On notera enfin les trois piscines aménagées auprès des autels, le bénitier placé près de la porte d’entrée sud dont un personnage tirant la langue soutient de sa tête et de ses bras la vasque sur laquelle a été sculptée la date de 1851.  La tribune adossée au mur occidental est un autre témoignage des prééminences seigneuriales ; la poutre qui la supporte est ornée de feuilles de vigne, de grappes de raisin, et d’un personnage (vigneron ?) qui s’empare d’une grappe.

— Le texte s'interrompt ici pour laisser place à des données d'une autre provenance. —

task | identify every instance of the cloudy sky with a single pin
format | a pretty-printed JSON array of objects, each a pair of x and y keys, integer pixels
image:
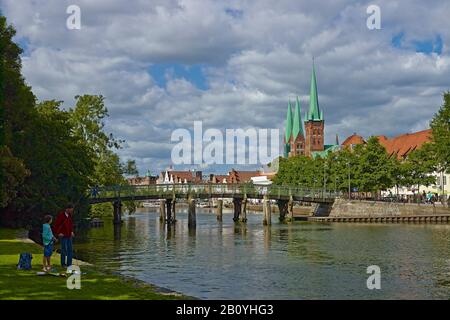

Annexes de rigueur dans la plupart des chapelles bretonnes : dans le placitre, un calvaire du xvie s. implanté à quelques mètres au sud de la chapelle, avec un grand emmarchement à trois niveaux et un socle cubique ; son fût écoté est orné de consoles-mascarons où ne subsistent qu’une statue du Christ aux liens et un petit crucifix ; dans la prairie en contrebas de la route, une fontaine de dévotion construite au-dessus d’un bassin rectangulaire est voûtée en plein cintre.

 

Pour la consolidation de la maçonnerie, la réhabilitation de la flèche et la restauration de la toiture et du lambris, travaux menés en 2009 et 2010, la Sauvegarde de l’Art français a participé au financement a accordé une contribution de 18 000 € en 2010.

Tanguy Daniel

 

[1] Chapelles Notre-Dame des Trois-Fontaines, l’église paroissiale Notre-Dame de Tréguron, avant la construction d’un second bas-côté au sud, en 1830.

[2] Chapelle de La Madeleine.

[3] Chapelle de la Roche.

[4] Chapelles de Saint-Jean Botlan et Notre-Dame de Lannien.